September 18, 2013, Storage Developer Conference, Santa Clara, CA—Sam Fineberg from HP and Simona Rabinovici-Cohen from IBM talked about combining cloud, tape, and container format technologies for long-term big data retention. With the move in big data to use historical information as part of the analytics, long-term data retention becomes a necessity.
Big data is now generating 2.5 quintillion bytes of new data per day, and the Internet of things will only increase this volume. By 2020, 19.8 billion devices will be connected, of which 4.2 billion will be smart phones and tablets and 3.4 billion PCs. Data analytics will be looking at all these data, and has found the historical information has significant value.
The analytics are generating new techniques and algorithms to gain new insights. These tools need to ensure that all necessary information is captured to extract the full value. As a result, big data has similarities to long-term preservation.

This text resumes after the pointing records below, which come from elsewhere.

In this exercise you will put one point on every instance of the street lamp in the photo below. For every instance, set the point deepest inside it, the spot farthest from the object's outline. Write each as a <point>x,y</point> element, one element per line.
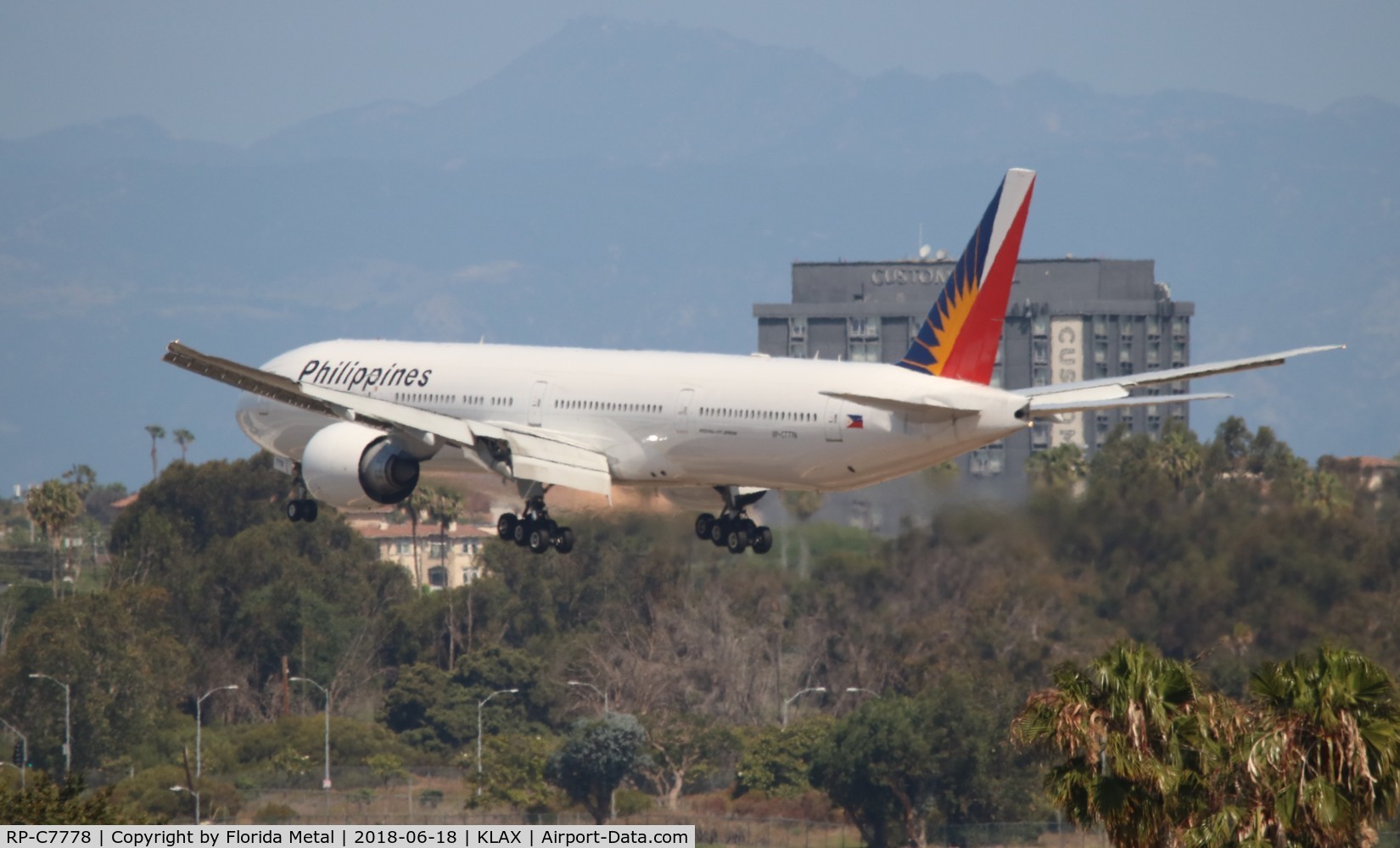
<point>68,722</point>
<point>796,697</point>
<point>196,801</point>
<point>479,704</point>
<point>199,727</point>
<point>325,779</point>
<point>24,751</point>
<point>601,692</point>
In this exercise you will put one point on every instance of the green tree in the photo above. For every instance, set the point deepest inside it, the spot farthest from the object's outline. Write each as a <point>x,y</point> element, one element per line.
<point>45,802</point>
<point>512,773</point>
<point>183,438</point>
<point>594,760</point>
<point>155,432</point>
<point>53,505</point>
<point>878,764</point>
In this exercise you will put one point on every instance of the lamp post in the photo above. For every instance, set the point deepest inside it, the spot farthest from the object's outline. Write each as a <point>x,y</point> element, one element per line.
<point>796,697</point>
<point>196,801</point>
<point>325,778</point>
<point>24,753</point>
<point>68,722</point>
<point>199,727</point>
<point>479,706</point>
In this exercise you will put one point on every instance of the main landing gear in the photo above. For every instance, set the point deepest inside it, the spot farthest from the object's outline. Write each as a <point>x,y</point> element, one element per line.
<point>535,529</point>
<point>732,527</point>
<point>300,507</point>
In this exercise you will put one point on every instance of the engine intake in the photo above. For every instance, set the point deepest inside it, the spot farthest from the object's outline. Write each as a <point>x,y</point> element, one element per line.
<point>351,465</point>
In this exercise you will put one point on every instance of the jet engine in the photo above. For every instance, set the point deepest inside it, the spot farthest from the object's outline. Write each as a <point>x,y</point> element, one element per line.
<point>351,465</point>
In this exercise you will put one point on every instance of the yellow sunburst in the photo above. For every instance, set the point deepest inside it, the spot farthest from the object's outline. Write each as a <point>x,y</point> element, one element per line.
<point>954,315</point>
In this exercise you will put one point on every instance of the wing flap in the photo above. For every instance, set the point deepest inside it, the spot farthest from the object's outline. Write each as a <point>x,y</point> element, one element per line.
<point>1053,404</point>
<point>920,409</point>
<point>1148,378</point>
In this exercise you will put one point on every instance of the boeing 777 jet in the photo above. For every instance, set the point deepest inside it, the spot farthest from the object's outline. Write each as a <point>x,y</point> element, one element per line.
<point>355,421</point>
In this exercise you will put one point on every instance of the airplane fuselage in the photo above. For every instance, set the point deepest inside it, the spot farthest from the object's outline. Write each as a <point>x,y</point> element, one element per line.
<point>661,419</point>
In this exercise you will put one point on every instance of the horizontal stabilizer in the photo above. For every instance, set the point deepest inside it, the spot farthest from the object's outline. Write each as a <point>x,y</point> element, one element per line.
<point>1053,404</point>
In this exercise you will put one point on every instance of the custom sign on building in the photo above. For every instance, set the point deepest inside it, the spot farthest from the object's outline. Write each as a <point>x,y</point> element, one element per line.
<point>1067,367</point>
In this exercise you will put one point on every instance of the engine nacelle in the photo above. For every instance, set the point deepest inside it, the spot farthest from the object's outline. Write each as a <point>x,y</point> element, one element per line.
<point>351,465</point>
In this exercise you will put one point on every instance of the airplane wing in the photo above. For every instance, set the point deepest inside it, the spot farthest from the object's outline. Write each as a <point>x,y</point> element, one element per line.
<point>1111,392</point>
<point>524,454</point>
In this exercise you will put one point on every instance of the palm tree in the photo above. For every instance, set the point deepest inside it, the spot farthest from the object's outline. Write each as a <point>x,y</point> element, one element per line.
<point>415,505</point>
<point>157,432</point>
<point>182,438</point>
<point>1328,751</point>
<point>1117,727</point>
<point>53,505</point>
<point>445,508</point>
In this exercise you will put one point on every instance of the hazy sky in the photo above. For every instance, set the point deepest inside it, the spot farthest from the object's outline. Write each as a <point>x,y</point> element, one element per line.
<point>237,71</point>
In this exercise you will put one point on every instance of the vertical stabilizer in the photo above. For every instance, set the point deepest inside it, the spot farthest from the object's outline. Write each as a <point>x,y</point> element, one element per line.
<point>962,332</point>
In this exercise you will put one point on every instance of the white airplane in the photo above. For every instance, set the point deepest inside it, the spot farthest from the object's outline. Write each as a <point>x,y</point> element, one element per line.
<point>355,420</point>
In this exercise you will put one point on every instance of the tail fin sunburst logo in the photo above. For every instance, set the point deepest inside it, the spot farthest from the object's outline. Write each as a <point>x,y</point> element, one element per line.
<point>962,332</point>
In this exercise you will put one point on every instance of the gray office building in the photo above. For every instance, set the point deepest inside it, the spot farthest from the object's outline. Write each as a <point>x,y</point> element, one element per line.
<point>1067,320</point>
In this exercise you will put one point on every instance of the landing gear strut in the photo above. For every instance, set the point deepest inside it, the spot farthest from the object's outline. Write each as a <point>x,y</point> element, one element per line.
<point>301,507</point>
<point>535,529</point>
<point>732,527</point>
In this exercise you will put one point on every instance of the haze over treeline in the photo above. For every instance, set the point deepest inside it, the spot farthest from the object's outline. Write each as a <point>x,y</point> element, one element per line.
<point>1224,555</point>
<point>676,171</point>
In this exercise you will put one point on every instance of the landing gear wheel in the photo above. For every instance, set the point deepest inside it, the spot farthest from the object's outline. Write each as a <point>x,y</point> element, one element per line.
<point>506,527</point>
<point>564,540</point>
<point>736,540</point>
<point>301,510</point>
<point>703,525</point>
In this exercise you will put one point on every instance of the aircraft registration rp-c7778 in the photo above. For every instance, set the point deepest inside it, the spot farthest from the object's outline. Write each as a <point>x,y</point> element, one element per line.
<point>357,420</point>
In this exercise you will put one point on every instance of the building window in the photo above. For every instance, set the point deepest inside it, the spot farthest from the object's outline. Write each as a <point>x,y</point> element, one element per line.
<point>1040,352</point>
<point>863,352</point>
<point>988,460</point>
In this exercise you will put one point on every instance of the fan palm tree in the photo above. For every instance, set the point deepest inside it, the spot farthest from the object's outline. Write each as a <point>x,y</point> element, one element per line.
<point>52,507</point>
<point>415,505</point>
<point>155,432</point>
<point>1328,750</point>
<point>445,508</point>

Some of the drivers for data preservation include regulatory compliance and legal issues, emerging Web services and applications, and other fixed content repositories. Some domains that have long-term preservation requirements include scientific and cultural data, which we would like to keep forever. Others include healthcare where x-rays are stored for periods of 75 years and minors' records are needed until they get between 20 and 43 years of age. Media and entertainment would like to keep film masters, outtakes and related artifacts for 100 years or more. Long-term retention of 20 years or more is now required by most companies due to legal risk, compliance regulations, and business and security risk.
The goals of digital preservation are to assure that digital assets remain accessible, undamaged, and usable for as long as desired. These time frames exceed the lifetime of most storage systems and existing technologies, and all these data must be stored at an affordable cost.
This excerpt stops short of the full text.